I could in a day or two start for Sarkeld. Meanwhile, to give my father a lesson, I discharged a number of bills, and paid off the bond to which Edbury's name was attached. My grandfather, I knew, was too sincerely and punctiliously a gentleman in practical conduct to demand a further inspection of my accounts. These things accomplished, I took the train for Riversley, and proceeded from the station to Durstan, where I knew Heriot to be staying. Had I gone straight to my grandfather, there would have been another story to tell.
CHAPTER XLV. WITHIN AN INCH OF MY LIFE
A single tent stood in a gully running from one of the gravel-pits of the heath, near an iron-red rillet, and a girl of Kiomi's tribe leaned over the lazy water at half length, striking it with her handkerchief.
At a distance of about twice a stone's-throw from the new carriage-road between Durstan and Bulsted, I fancied from old recollections she might be Kiomi herself. This was not the time for her people to be camping on Durstan. Besides, I feared it improbable that one would find her in any of the tracks of her people. The noise of the wheels brought the girl's face round to me. She was one of those who were babies in the tents when I was a boy. We were too far apart for me to read her features. I lay back in the carriage, thinking that it would have been better for my poor little wild friend if I had never crossed the shadow of her tents.
A life caught out of its natural circle is as much in danger of being lost as a limb given to a wheel in spinning machinery; so it occurred to me, until I reflected that Prince Ernest might make the same remark, and deplore the damage done to the superior machinery likewise.
My movements appeared to interest the girl.

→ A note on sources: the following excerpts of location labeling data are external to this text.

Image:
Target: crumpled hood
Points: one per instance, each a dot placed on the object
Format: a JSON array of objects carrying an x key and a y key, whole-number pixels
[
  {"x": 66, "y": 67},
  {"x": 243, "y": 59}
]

She was up on a mound of the fast-purpling heath, shading her eyes to watch me, when I called at Bulsted lodge-gates to ask for a bed under Julia's roof that night. Her bare legs twinkled in a nimble pace on the way to Durstan Hall, as if she was determined to keep me in sight. I waved my hand to her. She stopped. A gipsy's girl's figure is often as good an index to her mind as her face, and I perceived that she had not taken my greeting favourably; nor would she advance a step to my repeated beckonings; I tried hat, handkerchief, purse, in vain. My driver observed that she was taken with a fit of the obstinacy of 'her lot.' He shouted, 'Silver,'
and then 'Fortune.' She stood looking. The fellow discoursed on the nature of gipsies. Foxes were kept for hunting, he said; there was reason in that. Why we kept gipsies none could tell. He once backed a gipsy prizefighter, who failed to keep his appointment. 'Heart sunk too low below his belt, sir. You can't reckon on them for performances. And that same man afterwards fought the gamest fight in the chronicles o'
the Ring! I knew he had it in him. But they're like nothing better than the weather; you can't put money on 'em and feel safe.' Consequently he saw no good in them.